To ja powiem krótko.
Jeśli nie wiesz, co robić, daj sobie czas na zastanowienie. Wątpliwości nie biorą się znikąd. Miałam parę lat temu i plany, i zapał, i marzenia. Odłożyłam je na bok, na później, żeby mój facet mógł się realizować. Sama zajęłam się domem, dzieckiem itd. I fajnie, ale teraz chcę zrobić coś dla siebie. I co? Odstawiam więc pomidorową, mówię w domu głośno, co mi chodzi po głowie, mąż patrzy na mnie jak na wariatkę. Mówi wręcz, że nie tak sobie nasze życie wyobrażał. Jestem o krok od rozwodu.

Odpowiedz
Gość 2010-04-20 o godz. 03:11
0

Wan, ale to jest forum tematyczne i dla rozrywki, nie ma obowiązku rozstrząsania tutaj wszystkich swoich problemów. Serio wejdź sobie na wizaż albo fryzury i paznokcie albo walki rycerskie etc. - czy uważasz, że ktoś piszący tam nie ma już żadnych innych zainteresowań? Tak samo - możemy pisać sobie o zupie i dupie, jest to rozrywka może nie najwyższych lotów, ale i tak stojąca ciut większego zaangażowania intelektualnego niż oglądanie Z jak Zazdrość.
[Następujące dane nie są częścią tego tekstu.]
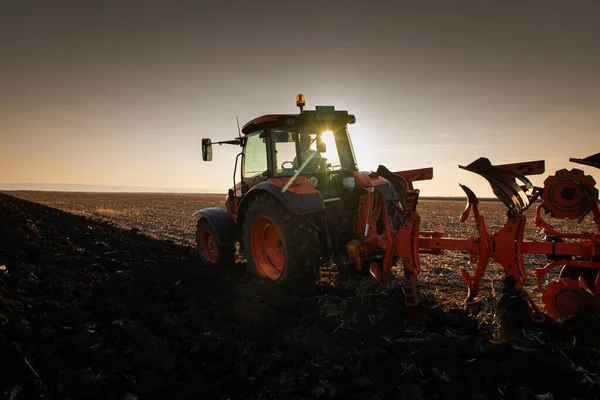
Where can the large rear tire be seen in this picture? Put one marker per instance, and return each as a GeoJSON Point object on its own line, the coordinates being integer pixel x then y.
{"type": "Point", "coordinates": [208, 249]}
{"type": "Point", "coordinates": [280, 246]}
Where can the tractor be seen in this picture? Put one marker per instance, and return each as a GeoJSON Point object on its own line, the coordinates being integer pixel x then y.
{"type": "Point", "coordinates": [298, 199]}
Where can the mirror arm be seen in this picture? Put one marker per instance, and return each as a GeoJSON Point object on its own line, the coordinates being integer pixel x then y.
{"type": "Point", "coordinates": [234, 141]}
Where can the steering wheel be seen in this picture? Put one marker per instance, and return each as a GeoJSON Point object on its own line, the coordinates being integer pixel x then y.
{"type": "Point", "coordinates": [287, 162]}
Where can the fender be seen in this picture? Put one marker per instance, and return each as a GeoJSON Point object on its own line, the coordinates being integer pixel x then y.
{"type": "Point", "coordinates": [221, 224]}
{"type": "Point", "coordinates": [299, 197]}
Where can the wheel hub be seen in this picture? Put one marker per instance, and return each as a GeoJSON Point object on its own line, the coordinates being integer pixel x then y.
{"type": "Point", "coordinates": [267, 248]}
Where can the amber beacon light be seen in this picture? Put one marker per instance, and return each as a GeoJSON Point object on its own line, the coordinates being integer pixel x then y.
{"type": "Point", "coordinates": [300, 102]}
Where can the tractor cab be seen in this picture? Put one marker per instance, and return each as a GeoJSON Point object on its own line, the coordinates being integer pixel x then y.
{"type": "Point", "coordinates": [314, 144]}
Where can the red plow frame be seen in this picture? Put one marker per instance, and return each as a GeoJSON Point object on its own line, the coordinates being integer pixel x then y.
{"type": "Point", "coordinates": [565, 195]}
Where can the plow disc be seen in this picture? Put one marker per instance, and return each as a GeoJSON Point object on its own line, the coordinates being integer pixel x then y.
{"type": "Point", "coordinates": [565, 297]}
{"type": "Point", "coordinates": [569, 194]}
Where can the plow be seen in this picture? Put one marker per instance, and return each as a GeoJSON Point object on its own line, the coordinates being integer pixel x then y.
{"type": "Point", "coordinates": [298, 199]}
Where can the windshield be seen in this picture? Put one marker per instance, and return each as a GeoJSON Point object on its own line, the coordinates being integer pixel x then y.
{"type": "Point", "coordinates": [303, 150]}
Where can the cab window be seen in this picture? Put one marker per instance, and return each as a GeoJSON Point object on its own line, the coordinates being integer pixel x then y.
{"type": "Point", "coordinates": [255, 155]}
{"type": "Point", "coordinates": [285, 151]}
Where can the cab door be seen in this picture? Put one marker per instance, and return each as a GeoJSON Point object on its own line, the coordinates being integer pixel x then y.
{"type": "Point", "coordinates": [255, 164]}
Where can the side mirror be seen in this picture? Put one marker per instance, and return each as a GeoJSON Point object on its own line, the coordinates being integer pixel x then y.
{"type": "Point", "coordinates": [206, 149]}
{"type": "Point", "coordinates": [321, 145]}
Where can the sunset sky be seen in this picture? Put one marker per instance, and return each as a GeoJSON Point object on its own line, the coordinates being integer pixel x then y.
{"type": "Point", "coordinates": [119, 94]}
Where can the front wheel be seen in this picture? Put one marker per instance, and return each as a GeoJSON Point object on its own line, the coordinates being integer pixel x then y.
{"type": "Point", "coordinates": [208, 249]}
{"type": "Point", "coordinates": [278, 245]}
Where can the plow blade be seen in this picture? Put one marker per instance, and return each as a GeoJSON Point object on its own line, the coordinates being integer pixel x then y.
{"type": "Point", "coordinates": [592, 161]}
{"type": "Point", "coordinates": [504, 181]}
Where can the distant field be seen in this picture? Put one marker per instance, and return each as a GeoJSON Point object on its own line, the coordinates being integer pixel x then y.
{"type": "Point", "coordinates": [169, 216]}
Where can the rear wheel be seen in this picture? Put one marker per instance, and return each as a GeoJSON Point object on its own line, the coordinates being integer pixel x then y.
{"type": "Point", "coordinates": [208, 249]}
{"type": "Point", "coordinates": [278, 245]}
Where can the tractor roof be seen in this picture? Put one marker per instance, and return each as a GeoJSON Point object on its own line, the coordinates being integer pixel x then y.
{"type": "Point", "coordinates": [266, 121]}
{"type": "Point", "coordinates": [322, 113]}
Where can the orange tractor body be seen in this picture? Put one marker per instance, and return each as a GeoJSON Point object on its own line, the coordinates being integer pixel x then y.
{"type": "Point", "coordinates": [298, 199]}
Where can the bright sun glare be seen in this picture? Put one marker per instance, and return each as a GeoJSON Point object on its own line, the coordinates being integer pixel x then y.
{"type": "Point", "coordinates": [331, 153]}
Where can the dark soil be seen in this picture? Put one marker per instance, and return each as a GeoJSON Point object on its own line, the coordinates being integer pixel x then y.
{"type": "Point", "coordinates": [89, 310]}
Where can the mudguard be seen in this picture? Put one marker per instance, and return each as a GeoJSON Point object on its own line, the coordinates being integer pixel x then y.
{"type": "Point", "coordinates": [222, 226]}
{"type": "Point", "coordinates": [299, 198]}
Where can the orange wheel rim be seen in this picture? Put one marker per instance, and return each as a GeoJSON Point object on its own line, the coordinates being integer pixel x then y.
{"type": "Point", "coordinates": [267, 248]}
{"type": "Point", "coordinates": [208, 246]}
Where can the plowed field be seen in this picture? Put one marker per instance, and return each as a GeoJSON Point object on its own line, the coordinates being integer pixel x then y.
{"type": "Point", "coordinates": [102, 296]}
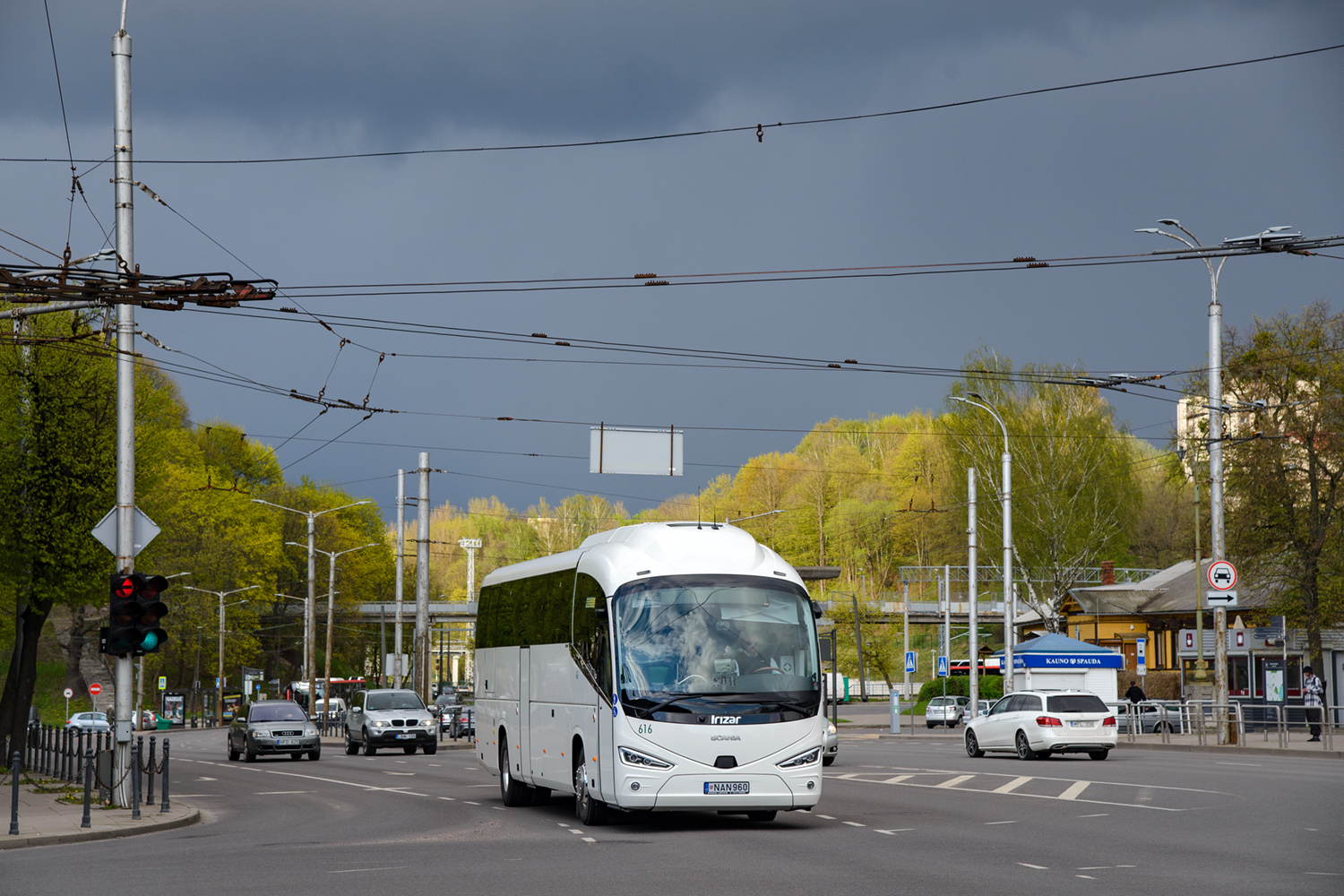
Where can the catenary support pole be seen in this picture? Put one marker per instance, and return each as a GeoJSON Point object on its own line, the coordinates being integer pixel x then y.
{"type": "Point", "coordinates": [124, 199]}
{"type": "Point", "coordinates": [422, 581]}
{"type": "Point", "coordinates": [401, 576]}
{"type": "Point", "coordinates": [973, 638]}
A co Twój chłopak na Twoje dylematy? Ma podobne poglądy czy wręcz odwrotnie?

Odpowiedz
wan 2010-04-20 o godz. 01:17
0

Droga Sosno
interesujace wnioski wyciagnelas, w punkcie pierwszym sie zgadzam czasem brakuje mi dystansu i sklonna jestem traktowac wszystko ze smiertelna powaga

w punkcie drugim posiadanie prozaicznych problemow wcale nie oznacza ze nasze zycie jest szare i nudne, ale juz zajmowanie sie wylacznie takimi problemami tak, przykladem moze byc niestety moja znajoma nie wiem czy pisuje na forum, wiec moze to byc przyklad spoza, otoz osoba ta jest tak mocno zakorzeniona w rzeczywistosci ze rozmowa z nia nie wykracza poza tematy inne niz sprzatanie, gotowanie itd czyli prozaiczne jakby nie bylo (znajoma Pascalem ani Nigella nie jest wiec wysluchiwanie jak gotuje zupe pomidorowa do przyjemnosci nie nalezy), co gorsza mam wrazenie ze te tematy tak ja zajmuja ze o niczym innym juz porozmawiac nie mozna.

No 3 Rzeczywiscie plyniecie pod prad moze oznaczac dla kazdego co innego dzieki za ta uwage.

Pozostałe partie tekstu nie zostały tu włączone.